The deeper line seemed to be best so a bunch of us committed to landing out if we didn't get up, and it worked. Bill and Arnie went even deeper than me, but we ended up meeting up again at Omak so both lines worked equally well. At this point we parted ways as they chose to fly the middle of the valley over the Omak airport while I opted to head for the SW cliffs.
Approaching the Omak TP just before my hawk attack. |
Finally he tired of dive bombing me and flew off. I can't really determine why he attacked me in the first place, but he ended up in the exact spot where I had a broken cascade line trailing behind which may have attracted him? After determining that he was indeed gone I continued on to the SW cliffs in the hopes of getting some additional lift for goal in Tonaskat. Weirdly enough there wasn't any lift, despite the fact the cliffs face SW, are super-steep, and are into the prevailing wind. Disappointed, I continued north as goal was only 20km away and I was doing 70kph with a 12:1 glide to goal and was trying to figure out where goal was...I could see the Tonaskat airport (which was supposedly goal) but my goal arrow was telling me to turn up this random valley to the west instead.

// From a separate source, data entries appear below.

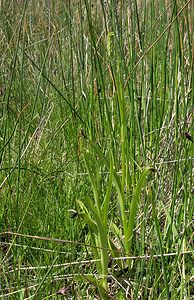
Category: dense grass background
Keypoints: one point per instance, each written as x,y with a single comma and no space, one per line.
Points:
75,75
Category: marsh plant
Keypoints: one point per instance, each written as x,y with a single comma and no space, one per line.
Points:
96,149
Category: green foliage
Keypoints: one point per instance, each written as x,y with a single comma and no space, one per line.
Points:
94,96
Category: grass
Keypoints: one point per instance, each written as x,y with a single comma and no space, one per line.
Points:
96,149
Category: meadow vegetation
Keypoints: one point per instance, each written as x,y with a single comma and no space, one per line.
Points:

Got lots of sink and ended up landing 6.5km short of wherever goal was for 103km. I was super-stoked despite not making goal since it was really close and given how bad the day started I was frankly glad to have made any distance!
Many pilots landed short and were wondering where goal actually was, but some pilots made the goal (a random farm field apparently) while others landed at the airport and ended up 5km short? A really nice day of flying, and other than my hawk attack it was pretty uneventful once established on the plateau.